When we are awash in our own cultural myths, it is difficult to distinguish them from reality. As Joseph Campbell says: "Myth is other people's religion."
I certainly do not approve of terrorism or coercion by fear in any form. Still, I can't help but notice that the terrorists did hit symbols that hurt--money and military might.
In The Passionate Life, Sam Keen argues that we have been moving beyond capitalism, which demanded an ethic of postponed gratification, into a myth of consumerism:
The corporate society uses Madison Avenue as its office of propaganda and television as its medium to create icons of eros. The saints of the secular vision--the famous, the beautiful, the powerful, the sexy--promote its view of the good life. Faithful consumers are certain that the longing of the heart will finally be satisfied if they perform the correct devotions--buy the product that has officially been designated this year's "in" style.
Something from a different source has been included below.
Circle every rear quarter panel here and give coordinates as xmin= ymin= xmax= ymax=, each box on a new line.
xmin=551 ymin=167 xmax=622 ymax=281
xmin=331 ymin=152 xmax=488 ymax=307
The implicit promise of the "latest model" is "Consume and be satisfied"--or, in the old language, "Take, eat, this is my body." This corpus, this corporation, serves you the elixir of immortality, or its secular equivalent, the marks of status.
Again, I do not condone the methods of the terrorists, but I have been violently shaken from my political insouciance and am vividly aware that money and power are no substitutes for justice and fairness.